Капитан Пур свернул на оживленном перекрестке, и они сразу попали в поток машин – в спортивных автомобилях ехали молодые люди в спортивных свитерах; за рулем длинного «бугатти» сидела женщина в белой шубке; открытый «воксхолл» вез двух женщин и двоих мужчин в шлемах; между коленями у них были зажаты кожаные хлысты. Женщины курили сигареты с позолоченными ободками, и, когда «воксхолл» приостановился у «жука», одна, с локоном, будто приклеенным ко лбу, постучала сигаретой, и частички пепла полетели прямо на Линду. Она заморгала, капитан Пур нажал на клаксон, обернулся к Линде и сказал;
– Это Генриетта Кобб. Состояние у нее пятое в городе, но долго оно не продержится. Ее отец все еще верит в железные дороги. Знаете, как про них говорят? Бароны-разбойники.

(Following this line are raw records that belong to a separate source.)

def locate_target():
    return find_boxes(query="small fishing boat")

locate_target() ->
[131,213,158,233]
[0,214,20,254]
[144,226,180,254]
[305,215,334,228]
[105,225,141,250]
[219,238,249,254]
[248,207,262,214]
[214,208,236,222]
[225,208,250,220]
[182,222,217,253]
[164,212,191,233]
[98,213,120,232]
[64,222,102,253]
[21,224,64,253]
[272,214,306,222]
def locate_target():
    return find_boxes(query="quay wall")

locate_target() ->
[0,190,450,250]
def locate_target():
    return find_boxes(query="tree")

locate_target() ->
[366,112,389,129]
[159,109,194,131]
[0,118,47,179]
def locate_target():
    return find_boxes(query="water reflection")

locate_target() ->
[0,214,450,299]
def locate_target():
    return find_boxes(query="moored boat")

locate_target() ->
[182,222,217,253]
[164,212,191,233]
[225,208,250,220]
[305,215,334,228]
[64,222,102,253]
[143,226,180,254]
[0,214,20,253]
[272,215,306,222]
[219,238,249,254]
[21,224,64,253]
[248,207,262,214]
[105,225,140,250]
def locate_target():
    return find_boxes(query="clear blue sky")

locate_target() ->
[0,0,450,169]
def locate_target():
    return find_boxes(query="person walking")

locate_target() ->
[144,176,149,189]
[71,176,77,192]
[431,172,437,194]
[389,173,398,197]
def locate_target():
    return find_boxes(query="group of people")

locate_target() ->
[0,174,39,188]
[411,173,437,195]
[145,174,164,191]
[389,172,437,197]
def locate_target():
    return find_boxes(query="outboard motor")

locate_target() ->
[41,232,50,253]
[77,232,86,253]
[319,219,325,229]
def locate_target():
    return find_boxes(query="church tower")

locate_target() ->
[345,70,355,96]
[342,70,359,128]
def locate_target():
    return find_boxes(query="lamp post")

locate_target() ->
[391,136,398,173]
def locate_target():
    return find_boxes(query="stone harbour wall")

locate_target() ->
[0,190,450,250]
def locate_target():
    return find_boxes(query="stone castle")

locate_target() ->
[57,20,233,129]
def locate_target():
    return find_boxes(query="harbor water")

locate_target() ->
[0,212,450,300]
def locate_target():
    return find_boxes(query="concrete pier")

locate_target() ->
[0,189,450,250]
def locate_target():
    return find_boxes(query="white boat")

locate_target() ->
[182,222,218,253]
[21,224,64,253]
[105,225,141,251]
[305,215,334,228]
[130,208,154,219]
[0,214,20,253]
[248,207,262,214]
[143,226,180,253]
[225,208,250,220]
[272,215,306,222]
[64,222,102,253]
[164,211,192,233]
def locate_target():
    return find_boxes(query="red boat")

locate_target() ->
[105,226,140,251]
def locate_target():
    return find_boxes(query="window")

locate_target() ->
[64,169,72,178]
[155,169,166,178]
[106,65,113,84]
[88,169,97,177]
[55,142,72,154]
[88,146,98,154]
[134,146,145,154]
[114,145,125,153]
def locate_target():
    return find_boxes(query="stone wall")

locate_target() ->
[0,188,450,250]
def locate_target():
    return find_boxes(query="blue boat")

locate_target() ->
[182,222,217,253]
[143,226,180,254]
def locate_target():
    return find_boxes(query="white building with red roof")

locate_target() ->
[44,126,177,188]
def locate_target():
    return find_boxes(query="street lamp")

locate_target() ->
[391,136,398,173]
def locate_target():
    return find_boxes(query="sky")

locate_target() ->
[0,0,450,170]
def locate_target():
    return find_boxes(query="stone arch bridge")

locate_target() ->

Девушка посмотрела на Линду так, точно перед ней стояла горничная, подавшая не те замшевые перчатки.
Они обогнали запряженный лошадью фургон, еле скрепленный ржавыми ободьями; в нем сидели шестеро мексиканцев, одетых в рубашки с закатанными выше локтя рукавами и грязными, в складках кожи шеями. Правил фургоном человек в полосатом костюме, с фигурой, похожей на репу, и мексиканцы сидели не лицом, а спиной вперед. С одним Линда встретилась взглядом; он сидел, перевернув вверх дном свою шляпу с кожаной лентой. Посредине улицы прогрохотал красный трамвай; девушка в синей форме, с сумкой из искусственной кожи, на входе продавала билеты; волосы у нее были уложены крупными волнами, и Линда удивилась про себя, как это она умудряется укладывать их утром, чтобы хватило на весь день. На круглом помосте прямо на перекрестке стоял полицейский с зажатым в губах свистком; подняв руки в белых перчатках, он показывал, кому куда поворачивать; солнце сияло на латунных пуговицах его формы и бросало отсвет на мутные от пыли глаза.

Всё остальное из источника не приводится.